Sven Tscherner übernimmt Heimbeiratsvorsitz im Behinderten-Wohnheim

Mehr als Mannschaftskapitän

Trotz ihres Handicaps glücklich verlobt: Sven Tscherner und Sabine Landshöft leben im Behinderten-Wohnheim der Lebenshilfe in Bassum – sie im Heim am Drosselweg, er in der Außenwohngruppe an der Bahnhofstraße. Beide träumen von einer Wohnung. - Foto: Seidel

Bassum - Von Anke Seidel. Seine erste Sitzung hat Sven Tscherner schon geleitet. Der 37-Jährige lebt in der Außenwohngruppe des Lebenshilfe-Wohnheims in Bassum – und ist jetzt Sprecher des Heimbeirats. Insgesamt 50 Menschen mit Handicap vertritt er in dieser Funktion. Menschen, die unter den unterschiedlichsten Behinderungen leiden und ganz individuelle Persönlichkeiten sind. Menschen, die Wünsche und Träume haben – wie auch Sven Tscherner.

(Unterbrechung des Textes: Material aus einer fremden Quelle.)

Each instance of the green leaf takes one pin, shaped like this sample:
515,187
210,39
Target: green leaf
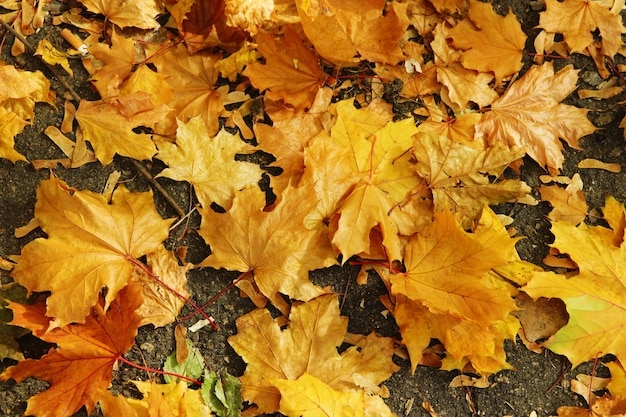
191,367
222,393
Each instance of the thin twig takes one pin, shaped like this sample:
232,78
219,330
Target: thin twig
78,98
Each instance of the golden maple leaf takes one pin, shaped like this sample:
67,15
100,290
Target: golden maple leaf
458,175
447,294
275,246
192,78
595,297
208,163
108,124
91,244
340,32
291,72
141,13
529,116
81,366
308,345
19,91
578,19
490,42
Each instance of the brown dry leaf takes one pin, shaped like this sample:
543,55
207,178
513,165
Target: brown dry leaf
595,297
458,175
490,42
529,116
274,246
462,85
291,72
308,345
191,78
578,19
568,204
248,15
108,124
139,13
91,244
340,31
594,163
161,305
175,399
208,163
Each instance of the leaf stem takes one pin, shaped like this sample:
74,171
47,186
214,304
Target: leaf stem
157,371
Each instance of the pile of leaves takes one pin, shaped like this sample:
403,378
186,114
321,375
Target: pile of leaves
402,188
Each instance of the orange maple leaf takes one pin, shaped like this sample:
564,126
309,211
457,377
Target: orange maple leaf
308,345
108,124
291,73
595,297
91,244
141,13
340,31
208,163
192,78
490,42
529,115
275,246
82,363
578,19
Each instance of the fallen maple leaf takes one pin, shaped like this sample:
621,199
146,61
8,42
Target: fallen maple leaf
275,246
208,163
163,400
108,125
308,345
529,115
308,396
141,14
577,20
161,305
192,78
594,298
458,175
91,244
490,42
291,72
81,365
341,31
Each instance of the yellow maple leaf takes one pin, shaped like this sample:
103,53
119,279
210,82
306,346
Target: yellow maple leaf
529,115
308,345
140,14
91,244
458,175
340,32
446,270
594,298
291,72
191,78
274,246
308,396
208,163
490,42
108,124
578,19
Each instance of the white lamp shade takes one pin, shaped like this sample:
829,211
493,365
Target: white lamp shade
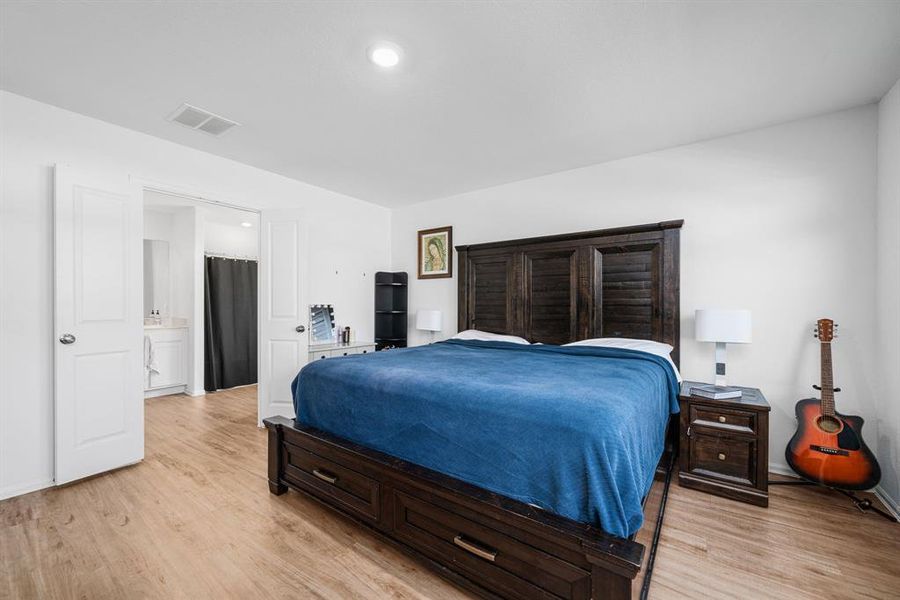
428,320
718,325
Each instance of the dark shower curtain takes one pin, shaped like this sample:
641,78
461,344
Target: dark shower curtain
230,317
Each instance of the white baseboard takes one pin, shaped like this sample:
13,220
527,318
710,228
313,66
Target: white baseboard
892,505
20,489
169,391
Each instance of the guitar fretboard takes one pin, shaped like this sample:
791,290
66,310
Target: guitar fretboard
827,381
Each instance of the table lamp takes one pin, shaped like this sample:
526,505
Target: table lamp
429,320
722,327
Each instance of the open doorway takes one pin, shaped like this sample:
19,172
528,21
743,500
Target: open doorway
200,297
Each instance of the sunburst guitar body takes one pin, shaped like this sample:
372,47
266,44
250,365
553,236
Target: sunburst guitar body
828,447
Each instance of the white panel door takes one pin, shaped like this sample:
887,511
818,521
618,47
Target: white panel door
99,344
283,312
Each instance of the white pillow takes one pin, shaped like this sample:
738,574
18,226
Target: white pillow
484,336
648,346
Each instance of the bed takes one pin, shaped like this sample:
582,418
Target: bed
518,471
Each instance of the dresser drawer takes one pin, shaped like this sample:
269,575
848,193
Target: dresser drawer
723,457
354,491
727,419
503,564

Lächelnd zeigt der neue Heimbeiratsvorsitzende seinen silbernen Ring. Seit fast fünf Jahren ist er mit der 35-jährigen Sabine Landshöft verlobt. Sie lebt im Wohnheim am Drosselweg, Sven in der Außenwohngruppe an der Bahnhofstraße. Dass seine Verlobte dorthin zieht und sie dort gemeinsam ein Wohn- und ein Schlafzimmer haben, das ist der Herzenswunsch des 37-Jährigen. „Sabine muss aber noch lernen, mit der Situation umzugehen“, sagt Sven leise und erzählt von seinem Traum, mit Sabine irgendwann einmal eine eigene Wohnung haben zu können – und ein Leben, wie es so viele andere Menschen auch führen.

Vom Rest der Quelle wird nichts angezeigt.